Dans « la Maison », Marguerite Duras écrit: «La maison, c’est la maison de famille, c’est pour y mettre les enfants et les hommes, pour les retenir dans un endroit fait pour eux, pour y contenir leur égarement, les distraire de cette humeur d’aventure, de fuite qui est la leur depuis les commencements des âges. Quand on aborde ce sujet le plus difficile c’est d’atteindre le matériau lisse, sans aspérité, qui est la pensée de la femme autour de cette entreprise démente que représente une maison. Celle de la recherche du point de ralliement commun aux enfants et aux hommes. (…) À Neauphle, souvent, je faisais de la cuisine au début de l’après-midi. Ça se produisait quand les gens n’étaient pas là, qu’ils étaient au travail, ou en promenade aux étangs de Hollande, ou qu’ils dormaient dans les chambres. Alors j’avais à moi tout le rez-de-chaussée de la maison et le parc. C’était à ces moments-là de ma vie que je voyais clairement que je les aimais et que voulais leur bien. La sorte de silence qui suivait leur départ je l’ai en mémoire. Rentrer dans ce silence c’était comme rentrer dans la mer. C’était à la fois un bonheur et un état très précis d’abandon à une pensée en devenir, c’était une façon de penser ou de non penser peut être – ce n’est pas loin – et déjà, d’écrire. Lentement, avec soin, pour que ça dure encore, je faisais la cuisine pour ces gens absents pendant ces après-midi-là.
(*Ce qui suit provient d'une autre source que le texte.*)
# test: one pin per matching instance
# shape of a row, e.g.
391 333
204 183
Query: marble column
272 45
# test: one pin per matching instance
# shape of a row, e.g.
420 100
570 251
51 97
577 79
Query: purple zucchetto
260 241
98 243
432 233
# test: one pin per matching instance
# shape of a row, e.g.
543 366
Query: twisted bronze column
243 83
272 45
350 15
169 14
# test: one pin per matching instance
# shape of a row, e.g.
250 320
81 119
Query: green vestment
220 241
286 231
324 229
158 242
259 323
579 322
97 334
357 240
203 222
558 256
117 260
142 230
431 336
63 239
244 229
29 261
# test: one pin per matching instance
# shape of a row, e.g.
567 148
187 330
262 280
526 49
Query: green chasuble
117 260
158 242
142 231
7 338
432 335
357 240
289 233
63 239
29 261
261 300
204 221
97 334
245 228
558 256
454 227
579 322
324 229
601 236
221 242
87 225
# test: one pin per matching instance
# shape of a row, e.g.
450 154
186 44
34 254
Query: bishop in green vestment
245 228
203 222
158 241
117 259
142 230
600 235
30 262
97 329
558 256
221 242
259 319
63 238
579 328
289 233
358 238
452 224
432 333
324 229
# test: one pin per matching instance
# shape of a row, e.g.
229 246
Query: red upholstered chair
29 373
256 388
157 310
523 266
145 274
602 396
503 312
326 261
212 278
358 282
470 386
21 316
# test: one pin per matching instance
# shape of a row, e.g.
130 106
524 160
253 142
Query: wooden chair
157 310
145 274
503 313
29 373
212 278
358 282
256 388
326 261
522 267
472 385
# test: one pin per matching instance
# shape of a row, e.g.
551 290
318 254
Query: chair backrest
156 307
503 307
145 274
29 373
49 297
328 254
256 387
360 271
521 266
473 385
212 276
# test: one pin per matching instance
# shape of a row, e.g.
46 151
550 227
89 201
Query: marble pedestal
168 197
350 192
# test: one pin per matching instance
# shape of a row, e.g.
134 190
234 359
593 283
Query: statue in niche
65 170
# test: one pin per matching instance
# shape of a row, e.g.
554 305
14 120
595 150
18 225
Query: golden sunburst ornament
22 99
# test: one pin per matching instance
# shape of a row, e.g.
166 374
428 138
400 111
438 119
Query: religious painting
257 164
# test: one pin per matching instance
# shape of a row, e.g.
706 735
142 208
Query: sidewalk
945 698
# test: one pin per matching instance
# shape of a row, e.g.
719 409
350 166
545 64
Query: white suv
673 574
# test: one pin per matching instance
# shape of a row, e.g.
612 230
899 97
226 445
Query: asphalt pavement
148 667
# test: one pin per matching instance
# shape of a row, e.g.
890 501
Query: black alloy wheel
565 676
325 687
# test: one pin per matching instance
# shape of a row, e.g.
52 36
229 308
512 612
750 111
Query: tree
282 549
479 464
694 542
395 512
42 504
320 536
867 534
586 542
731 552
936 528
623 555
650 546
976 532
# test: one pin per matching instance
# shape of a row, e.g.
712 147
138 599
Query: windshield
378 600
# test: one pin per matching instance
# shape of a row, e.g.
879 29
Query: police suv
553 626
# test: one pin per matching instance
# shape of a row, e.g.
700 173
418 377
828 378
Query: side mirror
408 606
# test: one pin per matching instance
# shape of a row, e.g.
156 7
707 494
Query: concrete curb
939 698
Je faisais une soupe pour qu’ils la trouvent prête au cas où ils auraient très faim. S’il n’y avait pas de soupe il n’y avait rien du tout. S’il n’y avait pas une chose prête, c’est qu’il n’y avait rien, c’est qu’il n’y avait personne. Souvent les provisions étaient là, achetées du matin, alors il n’y avait plus qu’à éplucher les légumes, mettre la soupe à cuire et écrire. Rien d’autre».
Corinne Mariotto s’affaire seule dans une cuisine installée sur scène. Elle manie ces récits de la vie quotidienne avec le farouche désir de faire entendre cette langue toujours si actuelle: «Je dis ces textes aux gens en les regardant, ils sont avec moi, dans ma cuisine. Et tout en parlant aux gens, je prépare la soupe aux poireaux qu’ils mangeront à la fin de la représentation. Le résultat, c’est, peut-être pour la première fois, un spectacle qui me ressemble vraiment, qui correspond complètement à ce que j’imaginais, qui s’est fait avec la même évidence qu’il est né dans mon esprit. Et cette évidence se ressent dans le public chaque soir. Il y a une espèce de complicité, de communion avec chaque personne du public, une intimité très forte, palpable dans le partage de ces textes de l’intime, qui parlent d’amour, des hommes, de cuisine, de la mère, de la maison, de la mort, de l’enfance…», raconte la comédienne qui reprend ces jours-ci « la Cuisine de Marguerite » au Théâtre du Pavé.
« La Cuisine de Marguerite », du jeudi 10 au dimanche 13 février, au Théâtre du Pavé, 34, rue Maran, Toulouse. Tél. 05 62 26 43 66.